1. COMPLETE the adoption process (obviously).
2. Adopt again.
3. See our children accept Christ.
4. Collect every children's book Dr. Seuss wrote (like this lady).
5. Restore a classic car together.
6. Learn Greek and Latin, and then teach our kids.
7. Homeschool (and then, when they're mature/old enough, give our kids the option to attend traditional school or continue homeschool.)
8. Make our own baby food from veggies grown in our garden.
9. Take a cross country family road trip.
10. Take a family vacation to Disney World.
11. Feed exclusively with breast milk (mine or donated) for at least the first six months.
14. Practice baby wearing.
15. Start a family Bible study.
16. Teach our children how to serve others.
17. Teach MANNERS!! Please, thank you, respect elders...all that good stuff.
18. Set a good example of and teach good stewardship.
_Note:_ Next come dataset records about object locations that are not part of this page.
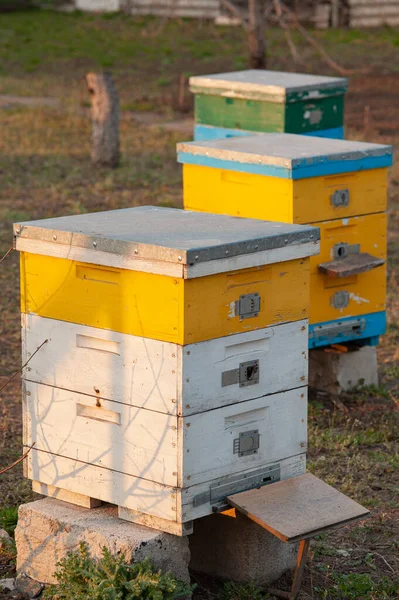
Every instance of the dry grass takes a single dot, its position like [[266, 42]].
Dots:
[[46, 171]]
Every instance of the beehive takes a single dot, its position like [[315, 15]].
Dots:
[[238, 103], [339, 186], [172, 367]]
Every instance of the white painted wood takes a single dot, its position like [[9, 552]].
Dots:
[[158, 375], [157, 240], [234, 263], [155, 522], [270, 86], [106, 485], [174, 451], [167, 503], [144, 444], [72, 497], [97, 257], [208, 438], [129, 369], [283, 364]]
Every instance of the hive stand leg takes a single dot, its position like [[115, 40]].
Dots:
[[73, 498], [298, 574]]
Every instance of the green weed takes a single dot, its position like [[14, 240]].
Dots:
[[360, 586], [238, 591], [82, 578]]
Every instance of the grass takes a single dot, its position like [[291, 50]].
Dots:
[[46, 171]]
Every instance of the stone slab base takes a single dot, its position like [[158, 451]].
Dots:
[[49, 528], [235, 548], [336, 373]]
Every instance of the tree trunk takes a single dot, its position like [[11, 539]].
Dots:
[[256, 33], [105, 119]]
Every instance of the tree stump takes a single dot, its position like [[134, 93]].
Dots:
[[256, 33], [105, 119]]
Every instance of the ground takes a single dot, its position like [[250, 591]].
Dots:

Budgeting, saving, investing, etc.
19. Encourage creativity through art, dance, and/or music.
20. Encourage relationship skills through team activities/sports.
21. Let them decorate and redecorate their bedrooms themselves.
22. Make homemade Halloween costumes.
23. Start a journal with our kids like my mom did.
24. Teach our kids to cook and bake for themselves before they leave the nest.
25. Encourage generosity of time, money, and spiritual gifts through volunteering.
26. Set up an allowance system and have them save up for wanted (not needed) items.
27. Encourage appropriate pride in being adopted (by us and their Heavenly Father). It's a blessing!!
28. Encourage appropriate pride in ethnic heritage (especially if we adopt outside of our ethnicity. P.S. Kristen is Norwegian (oofta), and Josh is Dutch.)
29. Sew children's clothes (that actually look good) and teach our kids to sew.
30. Praise God for the sleepless nights, temper tantrums, diaper blowouts, runny noses, sticky fingers, "terrible twos", and every other blessing/trial of parenthood. 

So what's on your parenting bucket list (or grand-parenting bucket list)?